Vascular Medicine and Metabolism Unit, Research Unit on Lipids and Atherosclerosis, Sant Joan University Hospital, Universitat Rovira i Virgili, IISPV, C Sant Llorenç, 21, 43201, Reus, Spain.
Spanish Biomedical Research Centre in Diabetes and Associated Metabolic Disorders (CIBERDEM), Madrid, Spain.
Curr Cardiol Rep. 2020 Jun 19;22(8):66. doi: 10.1007/s11886-020-01326-w.
The aim of this report is to review the scientific evidence supporting that lipid lowering therapy (LLT), beyond statins, reduces cardiovascular risk; therefore, treatment strategies based on lipid-lowering drug combination should be implemented.

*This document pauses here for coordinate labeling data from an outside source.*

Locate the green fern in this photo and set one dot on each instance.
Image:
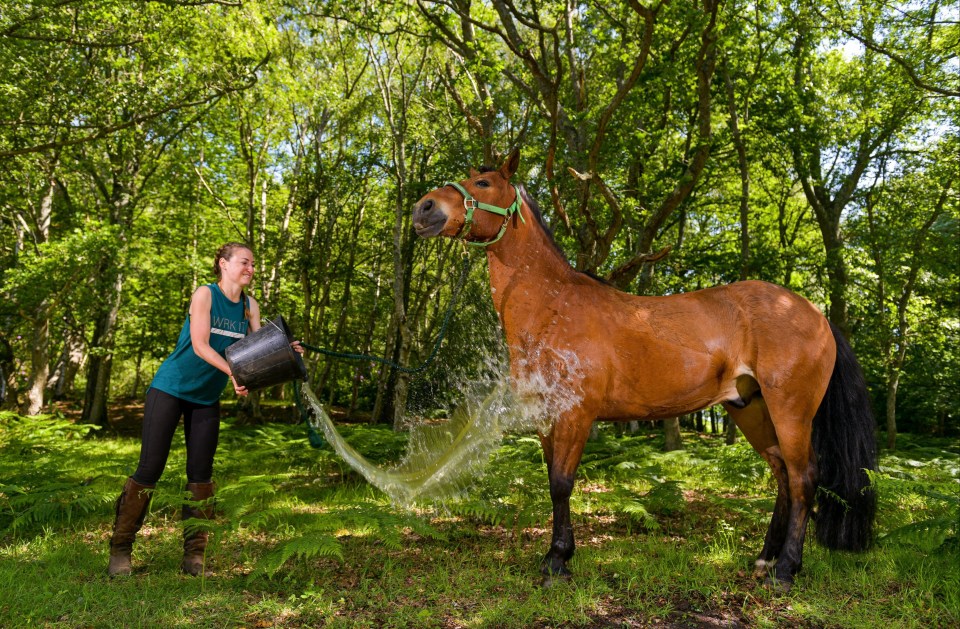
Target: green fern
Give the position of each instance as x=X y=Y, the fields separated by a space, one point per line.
x=933 y=515
x=303 y=547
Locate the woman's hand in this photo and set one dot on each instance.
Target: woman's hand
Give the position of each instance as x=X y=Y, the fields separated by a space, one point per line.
x=241 y=391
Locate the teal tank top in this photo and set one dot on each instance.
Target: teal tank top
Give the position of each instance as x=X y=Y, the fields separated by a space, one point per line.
x=187 y=376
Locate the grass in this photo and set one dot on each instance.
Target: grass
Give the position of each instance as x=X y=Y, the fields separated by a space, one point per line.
x=302 y=541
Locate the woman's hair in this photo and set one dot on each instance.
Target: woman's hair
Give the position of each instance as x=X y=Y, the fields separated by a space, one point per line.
x=225 y=253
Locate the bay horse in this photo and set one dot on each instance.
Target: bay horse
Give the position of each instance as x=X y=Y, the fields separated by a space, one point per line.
x=786 y=376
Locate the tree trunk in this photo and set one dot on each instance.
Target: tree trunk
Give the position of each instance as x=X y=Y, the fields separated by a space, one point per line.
x=893 y=383
x=39 y=363
x=730 y=435
x=69 y=364
x=671 y=435
x=101 y=358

A strong scientific body of evidence supports the effect of statins on cardiovascular risk reduction. Recent trials using non-statin LLT, ezetimibe, and PCSK9 inhibitors have provide scientific evidence about their impact on cardiovascular prevention. Current clinical guidelines still recommend using high-intensity statin monotherapy before considering combination therapy. The causal effect of LDL-C on atherosclerosis is well established. Moreover, new RCT, meta-analysis, and Mendelian randomization data, support that the main determinant of risk reduction is the absolute LDL reduction regardless of LLT. Accordingly, the "high-intensity statin therapy" concept should be substituted by "high-intensity lipid lowering therapy." Combination therapy must become the standard of care of hypercholesterolemia treatment.
本报告旨在回顾支持降脂治疗(LLT)除他汀类药物以外还能降低心血管风险的科学证据;因此,应实施基于降脂药物联合治疗的策略。
大量科学证据支持他汀类药物降低心血管风险的作用。最近使用非他汀类 LLT、依折麦布和 PCSK9 抑制剂的试验提供了关于其对心血管预防影响的科学证据。目前的临床指南仍建议在考虑联合治疗之前使用高强度他汀类药物单药治疗。LDL-C 对动脉粥样硬化的因果作用已得到充分证实。此外,新的 RCT、荟萃分析和孟德尔随机化数据支持,降低风险的主要决定因素是 LDL 降低的绝对值,而与 LLT 无关。因此,“高强度他汀类药物治疗”的概念应被“高强度降脂治疗”所取代。联合治疗必须成为高胆固醇血症治疗的标准护理。